Deux fois encore Pascal revint, et deux fois il assista à la même scène. Le somnambule arrivait, traversait la lande, s'arrêtait à la ravine, et gagnait le cimetière. Il suivait les mêmes étapes dans son effroyable cauchemar. Alors, sans avoir parlé à qui que ce fût de sa découverte, Pascal se rendit chez le commissaire Jousselin, le pria de le suivre chez le procureur de la République, et là il raconta ce qu'il avait vu, demandant qu'on voulut bien l'accompagner pour constater ce fait décisif.

—Je suis tout à votre disposition, dit le magistrat très impressionné. Et je vais prendre les mesures nécessaires pour assurer les résultats de notre expédition. M. de Clairefont, aurait donc été la victime d'une déplorable erreur judiciaire? Nous croyions que vous nous aviez arraché un coupable, ajouta-t-il en souriant, et nous avions admiré votre victoire. Mais, si votre client est innocent, nous allons vous devoir des actions de grâces, car, en France, la magistrature est toujours de bonne foi et ne cherche que la vérité.

—Eh bien! si vous voulez, nous nous retrouverons ce soir, à la petite porte du parc, à onze heures. M. Jousselin postera ses gens dans l'église, et s'embusquera près du cimetière... Je suis certain que, dans cet état, le berger n'entend ni ne voit, mais il est préférable de se cacher.

—À ce soir.

Pascal, à cinq heures, arriva à Clairefont sans être attendu. Il fut accueilli par les cris de joie de Mlle de Saint-Maurice et de Robert. Le marquis lui fit gracieuse mine, comme à l'ordinaire. Antoinette s'enferma dans une gravité un peu sombre.
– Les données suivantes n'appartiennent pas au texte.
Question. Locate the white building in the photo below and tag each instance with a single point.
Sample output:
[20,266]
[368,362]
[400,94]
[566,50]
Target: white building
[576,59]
Son caractère, depuis quelque temps, avait changé. Elle, qui, autrefois, était la gaieté de la maison, on la voyait rester des heures entières sans parler. Sa tante lui touchait l'épaule, elle tressaillait et semblait redescendre du pays des songes. Elle était douce et bonne, comme toujours, mais une préoccupation intime la troublait. Croix-Mesnil, qui avait obtenu une permission de huit jours, s'était installé au château et faisait de grands frais avec la jeune fille. Il l'accompagnait dans ses promenades, et s'attachait à la faire causer. De préférence, c'était du procès qu'il parlait. Et, insensiblement, il en venait à s'occuper de Pascal. Il se livrait à des éloges excessifs, comme quelqu'un qui veut provoquer une réplique, et serait heureux d'être contredit. Antoinette le regardait alors avec une singulière expression et laissait tomber la conversation.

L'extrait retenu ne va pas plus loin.